EPFO - ELI Scheme: A Boost for Employment Creation. (Expected Launch 25th Dec 2024)


Introduction
The PF - ELI Scheme was introduced as part of the Union Budget 2024-25, presented by the Hon'ble Finance Minister. This initiative aims to significantly enhance employment creation within the organized sector by promoting the hiring of first-time employees and supporting various sectors. The scheme encompasses three distinct initiatives designed to incentivize both employers and employees, ultimately fostering a robust workforce and stimulating economic growth.

Expected Launch Date by EPFO : December 25, 2024  
Further details regarding the ELI Scheme are expected to be available by the last week of November 2024 or the first week of December 2024.

Scheme A: Support for First-Time EPFO Subscribers

• Eligible Establishments
- All establishments
• Eligible Employees
- First-time EPFO subscribers earning less than ₹1 lakh per month
• Conditions for Benefits
- Retention of employees for at least 12 months
• Expected Beneficiaries
- 210 lakh employees
• Payable to 
- Employees
• Enrollment Duration
- 2 years
•  Benefits
- One month’s wage upto ₹15,000 to be paid over a period of 3 years
• Other Conditions : 
  - Subsidy will be provided in three installments.
  - Employees must complete an online financial literacy course to claim the second installment.

Scheme B: Incentives for Manufacturing Sector Employment

• Eligible Establishments
   - Corporate manufacturing entities
   - Non-corporate manufacturing entities with 3 years of EPFO contributions
   - Must hire either 50 employees or 25% of the previous year’s EPF employee count, whichever is lower
• Eligible Employees 
- First-time EPFO subscribers earning less than ₹1 lakh per month
• Conditions for Benefits 
- Retention of employees for at least 12 months
• Expected Beneficiaries 
- 30 lakh employees
• Payable to 
- 50% to employees, 50% to employers
• Enrollment Duration 
- 2 years
•  Benefits 
- EPF contribution for wages update to ₹25,000:
  - Year 1 : 24% (12% from employee + 12% from employer)
  - Year 2 : 24% (12% + 12%)
  - Year 3 : 16% (8% + 8%)
  - Year 4 : 8% (4% + 4%)
• Benefits Period 
- 6 years
•  Other Conditions 
- Employers must maintain the required level of employment; failure to do so will result in the cessation of subsidy benefits.
- Employees must be directly employed by the company (in-sourced employees).
- This subsidy is in addition to Scheme A benefits.
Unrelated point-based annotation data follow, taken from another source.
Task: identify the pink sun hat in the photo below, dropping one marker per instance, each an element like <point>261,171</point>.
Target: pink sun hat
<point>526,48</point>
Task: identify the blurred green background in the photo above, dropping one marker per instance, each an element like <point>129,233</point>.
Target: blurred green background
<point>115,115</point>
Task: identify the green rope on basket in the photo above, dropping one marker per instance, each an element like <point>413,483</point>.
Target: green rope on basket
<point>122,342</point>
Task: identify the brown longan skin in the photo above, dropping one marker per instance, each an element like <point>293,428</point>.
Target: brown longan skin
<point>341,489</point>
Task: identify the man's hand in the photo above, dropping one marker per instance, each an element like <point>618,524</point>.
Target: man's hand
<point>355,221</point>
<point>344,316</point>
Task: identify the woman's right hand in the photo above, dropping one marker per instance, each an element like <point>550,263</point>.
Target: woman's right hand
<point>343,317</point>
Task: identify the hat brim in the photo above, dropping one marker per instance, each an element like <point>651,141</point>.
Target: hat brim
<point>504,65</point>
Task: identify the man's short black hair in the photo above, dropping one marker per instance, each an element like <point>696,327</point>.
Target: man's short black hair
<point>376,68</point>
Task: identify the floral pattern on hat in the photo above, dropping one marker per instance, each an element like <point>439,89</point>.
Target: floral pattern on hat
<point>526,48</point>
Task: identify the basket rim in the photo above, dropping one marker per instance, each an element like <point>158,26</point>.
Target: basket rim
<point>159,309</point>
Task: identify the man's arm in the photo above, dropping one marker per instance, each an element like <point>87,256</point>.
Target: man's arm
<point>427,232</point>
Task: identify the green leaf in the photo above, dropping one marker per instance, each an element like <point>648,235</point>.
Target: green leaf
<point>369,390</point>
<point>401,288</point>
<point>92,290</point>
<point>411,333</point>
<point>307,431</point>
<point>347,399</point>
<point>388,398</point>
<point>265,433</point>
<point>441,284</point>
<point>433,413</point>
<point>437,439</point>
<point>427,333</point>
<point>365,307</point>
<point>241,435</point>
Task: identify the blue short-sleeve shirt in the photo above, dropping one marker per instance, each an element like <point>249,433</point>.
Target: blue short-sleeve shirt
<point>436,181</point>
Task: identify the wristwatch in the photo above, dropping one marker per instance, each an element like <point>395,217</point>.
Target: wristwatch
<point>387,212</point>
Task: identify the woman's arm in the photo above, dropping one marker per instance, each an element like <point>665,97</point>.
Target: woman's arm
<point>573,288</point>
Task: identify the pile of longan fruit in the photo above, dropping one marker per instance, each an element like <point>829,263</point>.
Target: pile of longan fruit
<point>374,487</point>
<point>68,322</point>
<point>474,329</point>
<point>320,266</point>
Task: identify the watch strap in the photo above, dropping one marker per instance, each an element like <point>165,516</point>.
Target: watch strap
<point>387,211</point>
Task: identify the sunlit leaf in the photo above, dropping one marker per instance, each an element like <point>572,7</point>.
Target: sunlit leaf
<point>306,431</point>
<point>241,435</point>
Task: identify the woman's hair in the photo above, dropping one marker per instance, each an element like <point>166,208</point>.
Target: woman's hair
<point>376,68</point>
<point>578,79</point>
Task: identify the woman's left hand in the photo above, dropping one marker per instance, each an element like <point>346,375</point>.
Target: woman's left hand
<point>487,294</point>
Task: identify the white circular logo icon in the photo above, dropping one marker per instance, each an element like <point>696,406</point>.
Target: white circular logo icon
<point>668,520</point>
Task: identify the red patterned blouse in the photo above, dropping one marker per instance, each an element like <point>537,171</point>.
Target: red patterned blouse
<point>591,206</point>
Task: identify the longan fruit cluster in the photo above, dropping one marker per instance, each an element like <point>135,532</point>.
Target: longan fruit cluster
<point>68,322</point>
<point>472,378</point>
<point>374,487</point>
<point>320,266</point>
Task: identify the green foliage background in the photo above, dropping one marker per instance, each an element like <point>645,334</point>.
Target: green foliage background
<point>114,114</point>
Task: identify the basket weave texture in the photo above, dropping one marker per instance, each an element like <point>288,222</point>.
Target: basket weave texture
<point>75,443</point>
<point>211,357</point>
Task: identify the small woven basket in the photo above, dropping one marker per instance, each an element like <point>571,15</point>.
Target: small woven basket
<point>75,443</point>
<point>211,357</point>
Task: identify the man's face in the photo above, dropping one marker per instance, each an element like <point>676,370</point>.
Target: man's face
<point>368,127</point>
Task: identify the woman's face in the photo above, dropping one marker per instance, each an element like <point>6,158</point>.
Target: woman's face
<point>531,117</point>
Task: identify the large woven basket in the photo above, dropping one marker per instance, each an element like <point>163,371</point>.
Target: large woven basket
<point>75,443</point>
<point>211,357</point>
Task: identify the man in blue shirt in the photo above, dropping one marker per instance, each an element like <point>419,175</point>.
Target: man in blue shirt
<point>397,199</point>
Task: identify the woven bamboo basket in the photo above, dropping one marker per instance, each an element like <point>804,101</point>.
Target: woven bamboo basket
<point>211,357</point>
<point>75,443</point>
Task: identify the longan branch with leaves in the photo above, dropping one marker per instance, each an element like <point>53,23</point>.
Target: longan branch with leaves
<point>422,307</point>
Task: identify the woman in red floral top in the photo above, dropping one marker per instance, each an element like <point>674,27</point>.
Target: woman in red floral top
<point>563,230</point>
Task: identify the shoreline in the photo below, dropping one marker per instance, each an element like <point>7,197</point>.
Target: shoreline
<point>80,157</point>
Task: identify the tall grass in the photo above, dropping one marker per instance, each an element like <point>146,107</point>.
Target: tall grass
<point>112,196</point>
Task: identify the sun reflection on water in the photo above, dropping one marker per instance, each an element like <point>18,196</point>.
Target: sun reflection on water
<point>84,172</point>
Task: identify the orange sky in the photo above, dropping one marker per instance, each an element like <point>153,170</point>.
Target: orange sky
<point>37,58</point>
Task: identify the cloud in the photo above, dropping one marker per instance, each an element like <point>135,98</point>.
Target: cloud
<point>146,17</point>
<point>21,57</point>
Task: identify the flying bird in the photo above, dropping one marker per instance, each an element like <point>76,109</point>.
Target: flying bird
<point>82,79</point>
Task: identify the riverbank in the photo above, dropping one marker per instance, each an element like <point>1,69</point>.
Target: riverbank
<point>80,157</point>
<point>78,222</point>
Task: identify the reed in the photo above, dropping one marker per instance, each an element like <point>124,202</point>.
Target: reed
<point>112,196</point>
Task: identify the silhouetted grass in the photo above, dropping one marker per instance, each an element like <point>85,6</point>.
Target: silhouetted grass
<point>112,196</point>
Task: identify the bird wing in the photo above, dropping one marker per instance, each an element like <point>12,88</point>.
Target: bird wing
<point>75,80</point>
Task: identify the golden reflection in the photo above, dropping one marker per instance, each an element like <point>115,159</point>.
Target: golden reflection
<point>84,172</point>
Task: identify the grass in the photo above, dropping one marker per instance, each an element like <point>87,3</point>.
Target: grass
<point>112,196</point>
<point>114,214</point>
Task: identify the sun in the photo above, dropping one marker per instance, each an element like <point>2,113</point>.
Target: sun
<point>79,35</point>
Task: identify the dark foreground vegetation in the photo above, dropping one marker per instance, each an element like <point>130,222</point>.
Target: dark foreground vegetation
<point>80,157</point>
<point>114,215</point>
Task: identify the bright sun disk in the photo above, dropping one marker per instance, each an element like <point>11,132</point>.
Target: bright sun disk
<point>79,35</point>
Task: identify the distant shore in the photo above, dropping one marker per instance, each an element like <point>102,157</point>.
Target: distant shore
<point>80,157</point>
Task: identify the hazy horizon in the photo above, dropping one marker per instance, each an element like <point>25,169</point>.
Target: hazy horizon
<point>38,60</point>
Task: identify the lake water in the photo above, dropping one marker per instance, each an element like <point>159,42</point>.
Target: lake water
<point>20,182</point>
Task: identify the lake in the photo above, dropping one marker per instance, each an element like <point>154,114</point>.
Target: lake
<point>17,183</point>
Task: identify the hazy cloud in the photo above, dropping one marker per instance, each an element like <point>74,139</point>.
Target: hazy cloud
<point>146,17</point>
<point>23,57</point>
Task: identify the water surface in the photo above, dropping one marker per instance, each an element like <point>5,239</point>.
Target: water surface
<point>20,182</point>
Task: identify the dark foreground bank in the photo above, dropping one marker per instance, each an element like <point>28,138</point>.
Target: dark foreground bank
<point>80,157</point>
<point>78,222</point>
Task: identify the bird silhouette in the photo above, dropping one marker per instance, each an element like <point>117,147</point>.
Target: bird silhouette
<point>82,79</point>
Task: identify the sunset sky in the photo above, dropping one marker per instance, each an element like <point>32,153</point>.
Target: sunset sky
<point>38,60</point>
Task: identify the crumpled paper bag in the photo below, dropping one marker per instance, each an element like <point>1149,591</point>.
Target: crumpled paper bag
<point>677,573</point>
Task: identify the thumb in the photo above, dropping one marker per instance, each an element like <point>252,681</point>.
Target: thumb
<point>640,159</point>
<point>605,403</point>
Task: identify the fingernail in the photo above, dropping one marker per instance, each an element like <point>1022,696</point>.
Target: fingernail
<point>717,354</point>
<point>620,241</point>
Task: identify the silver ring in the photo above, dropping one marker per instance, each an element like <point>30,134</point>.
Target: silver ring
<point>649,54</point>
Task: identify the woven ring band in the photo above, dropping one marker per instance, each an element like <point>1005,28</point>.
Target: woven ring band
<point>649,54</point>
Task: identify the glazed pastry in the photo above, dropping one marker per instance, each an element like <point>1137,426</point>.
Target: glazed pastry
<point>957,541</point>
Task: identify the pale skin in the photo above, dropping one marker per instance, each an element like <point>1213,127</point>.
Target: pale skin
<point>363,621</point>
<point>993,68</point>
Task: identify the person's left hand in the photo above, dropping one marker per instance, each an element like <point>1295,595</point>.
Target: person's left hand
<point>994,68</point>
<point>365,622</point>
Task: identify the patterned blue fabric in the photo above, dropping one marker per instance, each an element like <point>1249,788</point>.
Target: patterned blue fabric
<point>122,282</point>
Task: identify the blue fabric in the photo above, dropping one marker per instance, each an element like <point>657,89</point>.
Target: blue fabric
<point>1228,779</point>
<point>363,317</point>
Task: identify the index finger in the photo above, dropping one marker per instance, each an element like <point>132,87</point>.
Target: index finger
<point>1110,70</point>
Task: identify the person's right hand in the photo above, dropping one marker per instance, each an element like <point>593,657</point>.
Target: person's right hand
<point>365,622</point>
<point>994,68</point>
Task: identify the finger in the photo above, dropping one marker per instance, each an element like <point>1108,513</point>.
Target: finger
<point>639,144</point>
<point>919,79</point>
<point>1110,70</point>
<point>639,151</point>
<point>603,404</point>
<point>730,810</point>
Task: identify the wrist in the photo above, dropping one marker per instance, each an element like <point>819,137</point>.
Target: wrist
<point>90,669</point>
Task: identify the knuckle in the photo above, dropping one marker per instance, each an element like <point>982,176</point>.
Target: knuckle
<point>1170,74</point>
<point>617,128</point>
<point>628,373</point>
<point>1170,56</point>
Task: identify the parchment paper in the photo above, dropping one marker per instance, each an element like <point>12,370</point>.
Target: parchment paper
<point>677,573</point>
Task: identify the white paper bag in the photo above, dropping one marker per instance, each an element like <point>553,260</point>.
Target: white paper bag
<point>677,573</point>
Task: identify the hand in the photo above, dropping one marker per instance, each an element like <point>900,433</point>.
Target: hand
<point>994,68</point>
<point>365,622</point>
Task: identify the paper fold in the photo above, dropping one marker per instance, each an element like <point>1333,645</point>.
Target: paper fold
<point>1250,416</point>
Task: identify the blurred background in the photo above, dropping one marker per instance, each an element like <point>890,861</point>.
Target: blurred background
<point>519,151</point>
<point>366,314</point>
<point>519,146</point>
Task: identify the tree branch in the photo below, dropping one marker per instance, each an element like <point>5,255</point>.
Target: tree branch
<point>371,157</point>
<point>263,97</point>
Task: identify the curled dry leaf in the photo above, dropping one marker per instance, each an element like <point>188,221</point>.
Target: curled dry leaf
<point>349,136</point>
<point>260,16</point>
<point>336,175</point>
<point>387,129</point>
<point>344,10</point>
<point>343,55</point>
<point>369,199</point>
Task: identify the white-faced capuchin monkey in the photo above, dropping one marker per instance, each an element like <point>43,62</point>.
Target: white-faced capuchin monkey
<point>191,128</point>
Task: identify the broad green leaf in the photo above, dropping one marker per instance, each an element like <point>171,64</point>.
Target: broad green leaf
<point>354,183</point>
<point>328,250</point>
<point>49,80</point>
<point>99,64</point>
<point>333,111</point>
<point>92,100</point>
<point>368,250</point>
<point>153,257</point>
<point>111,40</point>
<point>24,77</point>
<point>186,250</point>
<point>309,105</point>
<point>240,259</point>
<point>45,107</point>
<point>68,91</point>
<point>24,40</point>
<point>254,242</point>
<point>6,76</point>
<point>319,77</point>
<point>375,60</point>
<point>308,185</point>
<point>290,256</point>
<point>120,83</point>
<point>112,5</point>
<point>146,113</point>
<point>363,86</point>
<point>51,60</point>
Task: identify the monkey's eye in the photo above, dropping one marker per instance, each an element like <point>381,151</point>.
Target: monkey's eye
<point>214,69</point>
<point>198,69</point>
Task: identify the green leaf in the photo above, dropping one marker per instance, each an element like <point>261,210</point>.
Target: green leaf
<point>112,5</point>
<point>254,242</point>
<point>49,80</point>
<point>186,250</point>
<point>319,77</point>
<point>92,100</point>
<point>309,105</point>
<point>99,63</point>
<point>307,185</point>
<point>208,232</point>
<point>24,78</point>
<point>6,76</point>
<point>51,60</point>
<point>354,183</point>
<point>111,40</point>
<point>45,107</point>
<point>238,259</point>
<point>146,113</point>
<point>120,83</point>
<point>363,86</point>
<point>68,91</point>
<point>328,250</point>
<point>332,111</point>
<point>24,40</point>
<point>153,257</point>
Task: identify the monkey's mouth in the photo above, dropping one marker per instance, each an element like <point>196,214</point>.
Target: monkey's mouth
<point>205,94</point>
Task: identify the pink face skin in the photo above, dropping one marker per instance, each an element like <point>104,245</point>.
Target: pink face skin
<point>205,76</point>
Scheme C: Encouraging Net Employment Growth

• Eligible Establishments 
   - Must show a net increase in employment
   - For establishments with fewer than 50 employees, a minimum increase of 2 employees is required
   - For those with 50 or more employees, a minimum increase of 5 employees is required
• Eligible Employees 
- All new hires (both first-time and re-joinees) earning less than ₹1 lakh per month
• Expected Beneficiaries 
- 50 lakh employees
• Payable to
- Employers
• Enrollment Duration
- 2 years
 Benefits
- Employer PF contribution of up to ₹3,000 per month for 2 years
- Employers creating over 1,000 jobs will receive quarterly reimbursements and an extended subsidy benefit for the 3rd and 4th years, similar to Scheme B
• Benefits Period : 4 years (6 years for establishments creating over 1,000 jobs)
• Other Conditions 
- Not applicable for employees already covered under Scheme B.
- This subsidy is in addition to Scheme A benefits.